Since we saw strong positive correlations (approx. = 1) for our salivary neuropeptides measured during acute stress, we constructed an overall neuropeptide score to reflect the movement of all neuropeptides. Our neuropeptide score results showed a moderate correlation with resilience scores as assessed by the HRG (
Figure 5). This correlation was with Factor 1 neuropeptide scores and high HRG scores, suggesting high basal levels of salivary neuropeptides may be predictive for individuals who are less stress reactive and may have healthier stress responses. Worth noting, results from an additional study using the HRG, where researchers found that lower neuropeptide Y levels in blood were associated with participants who were more stress reactive, suggested a high HRG score is linked to healthier neuroendocrine responses to stress [
48], a finding similar to the observation in our study.

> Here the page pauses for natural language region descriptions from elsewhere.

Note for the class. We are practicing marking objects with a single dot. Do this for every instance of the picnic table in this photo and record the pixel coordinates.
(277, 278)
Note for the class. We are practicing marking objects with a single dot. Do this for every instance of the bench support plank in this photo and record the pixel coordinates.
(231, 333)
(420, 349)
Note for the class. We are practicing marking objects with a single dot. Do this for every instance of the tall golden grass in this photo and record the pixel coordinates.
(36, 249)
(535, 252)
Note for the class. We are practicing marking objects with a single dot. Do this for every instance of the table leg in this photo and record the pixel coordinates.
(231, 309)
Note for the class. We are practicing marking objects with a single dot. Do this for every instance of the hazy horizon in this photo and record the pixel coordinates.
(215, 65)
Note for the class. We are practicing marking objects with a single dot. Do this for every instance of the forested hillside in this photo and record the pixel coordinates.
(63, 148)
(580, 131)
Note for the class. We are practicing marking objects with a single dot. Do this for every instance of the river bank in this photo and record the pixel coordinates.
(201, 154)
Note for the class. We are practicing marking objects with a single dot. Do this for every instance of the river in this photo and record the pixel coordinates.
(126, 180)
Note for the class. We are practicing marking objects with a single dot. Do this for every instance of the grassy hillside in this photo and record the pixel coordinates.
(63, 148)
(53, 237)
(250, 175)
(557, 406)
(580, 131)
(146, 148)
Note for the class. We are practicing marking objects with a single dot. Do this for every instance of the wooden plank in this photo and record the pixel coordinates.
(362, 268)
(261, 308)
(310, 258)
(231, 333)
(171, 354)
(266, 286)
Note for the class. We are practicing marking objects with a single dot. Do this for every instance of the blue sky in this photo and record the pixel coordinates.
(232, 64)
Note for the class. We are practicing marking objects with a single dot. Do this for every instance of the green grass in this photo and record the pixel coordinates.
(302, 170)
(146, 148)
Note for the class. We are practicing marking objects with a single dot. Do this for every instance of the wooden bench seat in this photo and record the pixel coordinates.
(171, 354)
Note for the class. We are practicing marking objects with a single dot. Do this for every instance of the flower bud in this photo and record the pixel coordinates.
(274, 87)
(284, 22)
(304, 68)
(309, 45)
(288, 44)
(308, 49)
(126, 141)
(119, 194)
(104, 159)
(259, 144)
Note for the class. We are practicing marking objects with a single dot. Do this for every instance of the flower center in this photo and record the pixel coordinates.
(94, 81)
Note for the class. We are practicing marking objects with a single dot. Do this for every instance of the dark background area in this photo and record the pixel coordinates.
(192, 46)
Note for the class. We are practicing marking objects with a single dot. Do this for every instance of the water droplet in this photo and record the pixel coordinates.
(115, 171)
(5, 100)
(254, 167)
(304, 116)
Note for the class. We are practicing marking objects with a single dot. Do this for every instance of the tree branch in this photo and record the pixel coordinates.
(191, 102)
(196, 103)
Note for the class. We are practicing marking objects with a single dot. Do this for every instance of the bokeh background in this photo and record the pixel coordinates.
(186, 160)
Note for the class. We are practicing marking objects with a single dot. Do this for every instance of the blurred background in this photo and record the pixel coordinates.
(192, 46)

Our study has many limitations. Our small and rather homogenous population of mostly biological male fire recruits warrants additional studies with a larger, more diverse sample. Additionally, the non-standardization of the flow rate, along with the stimulated saliva-collection method, could introduce potential error through changes in pH that may skew our salivary results. It is unknown whether the salivary levels of these neuropeptides are derived from ultrafiltration from plasma, direct local production in the salivary glands, or a combination of both. We did not measure individual perceived levels of stress from these recruits, although we have determined this training exercise does induce an acute stress response [
21,
24]. Future studies should determine how these salivary levels correlate with susceptibility to stress-related pathologies such as depression or PTSD. Also, it is worth noting that our three-sample sequence approach was designed to detect individualized stress responses with the initial sample serving as the negative control, but we did not have access to a positive control. A future investigation could consist of collecting samples from individuals with high resilience. Additionally, we do acknowledge that other published studies report salivary levels of our neuropeptides at lower concentrations (low pg/mL), although some research groups report concentrations within our measured levels of high pg-mg/mL levels [
49,
50,
51]. A future study is needed to compare detected salivary levels using different protein methods and in a more diverse population.